Speaking abstractly, each pattern of “being in the world” is a habit of seeking nourishment of that which is desired… and a habit of defense protecting against that which is feared. Habits are deeply ingrained automatic ways of behaving. Changes in marital therapy (and individual therapy) involve shifts to relating in new ways. And to relate in new ways with our primary partner means taking in offerings from them that we have long ago learned to ignore or diminish. Even when we consciously come to want to shift in this or that crucial way we still run into our unconscious habits that resist valuing, and often cannot even see… what our partner has to offer.
Most of us have had significant attachment wounding in our early lives. Hence, we bring to our adult primary attachments a certain amount of insecure expectations, to which we respond to with either pursuing or avoiding modes of defending. Most of us have never learned how to talk about these feelings, one person to another. Our romantic attachments leave us feeling so youngly vulnerable, we commonly function from the expectation that mutual attunement should just work out on its own. In essence, we commonly function from a kind of self-other fusion when it comes to our primary attachments. Hence when attunement fails or disappoints, we are caught without sufficient differentiation to be able to be able to actually communicate about our differences, rather, we just react.
I have found that periodic individual sessions can be very helpful in taking down blockages to the eft couples treatment, and very helpful in an overall deepening of the couples treatment. Providing the trust of the therapist is solid and reliable, these individual sessions can permit a more candid access to what is happening deeply inside of the individual in the marriage. Often such meetings are avoided by therapists for fear that they will result in splitting off the partner from the marriage. I have found that, keeping a firm grounding in attachment theory, and the defenses against attachment wounding, I am generally able to turn these individual meetings to the purpose of deepening the attachment in the marriage. The benefits to be gained from such individual meetings is that they can enable a more profound unpacking of the individual hurts and defenses in the actual couples sessions, thereby deepening the re-attachment process.
What I wish to do here is to comment on aspects of the “avoider re-engagement” and “blamer softening” that can be crucially engaged in the individual sessions, but difficult to do with both partners present. (to be cont)
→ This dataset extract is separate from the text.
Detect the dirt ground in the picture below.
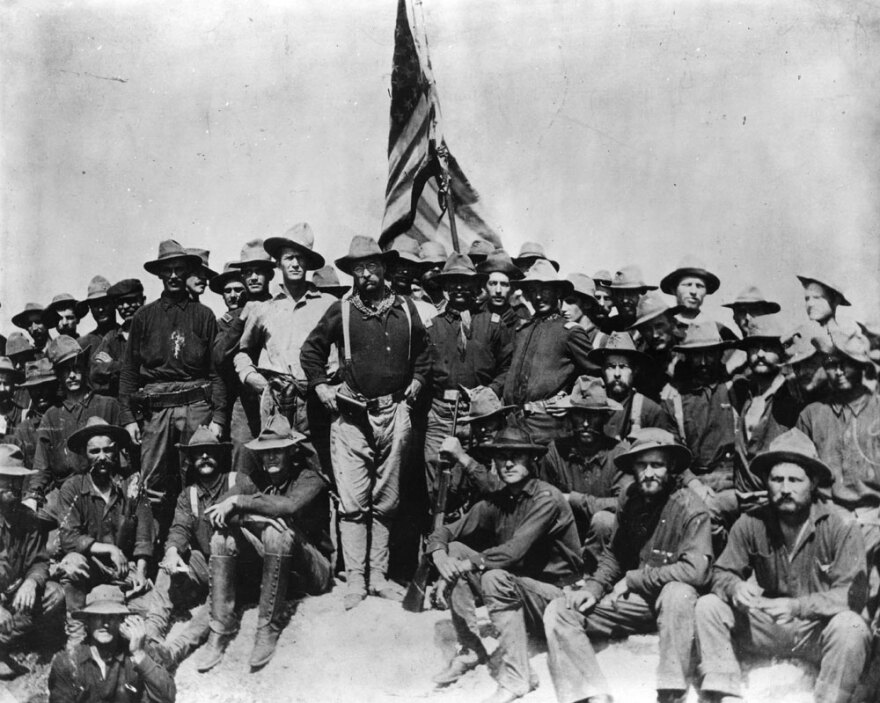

There are certain benefits that I observe to men who participate in the eft group that I conduct in my practice. First, there is a powerful interruption of isolation which is replaced by emotional sharing and support with other men… all who are all trying to hold onto their primary attachment worlds. Second, repeatedly witnessing the different men “unpacking” the negative cycle process in each of their marriages deeply instills within each man the eft understanding of how marriages go astray; that there is a “rhyme and reason” to marriages in trouble, and it is not shameful proof of moral failing or “bad marriage.” Third, they get to witness many of the victorious moments when the eft work improves and restores marriages, thus growing within each of the men healthy optimism about the eft therapeutic process. Forth, the different men bring different assets and levels of maturity to working on their marriages. It does not escape the men’s notice when one of the members displays a greater capacity for loving their wives, empathic understanding of someone different, greater commitment in the face of struggle, or, in general, functioning from greater maturity in their marriage/family relationship. Over time, these “higher angel” capacities of some of the men… come to influence all the men! The men come to emulate and internalize the best qualities in each other!
In my experience, the “personal projects” of the core-styled pursuer and outer-styled avoider are significantly different. The task of the avoider is to engage the fearful underpinnings of why they do not reach out. The task of the pursuer is to engage the underpinnings of emotional escalation and compromised self-regulation.
Of late, I have been experimenting with following up actual eft sessions with 15 minute phone calls to this or that partner “stuck” in the eft process. What I have been noticing is that these followup conversations are most productive when we are able to directly talk about how that person is doing in their own personal project to understand their contribution to the marital negative cycle, rather than focus upon their partners missteps.
The intention of these phone calls is to be able to create one-on-one safety where the partner “stuck” in the eft process feels safer to open up about the vulnerabilities inside and let me help them with how to proceed, both in the next session and in their life outside the session. Oftentimes these conversations help locate an underlying vulnerable feeling that needs to be shared in session with their partner. And a recognition of the defensive functioning that is interrupting the process. Sometimes, the phone session will engage dysfunctional ways of thinking about the marriage, suggesting healthier ways of thinking. Often times I take these opportunities to once again present the “positive attachment reframe” about their partners behavior that is hard for them.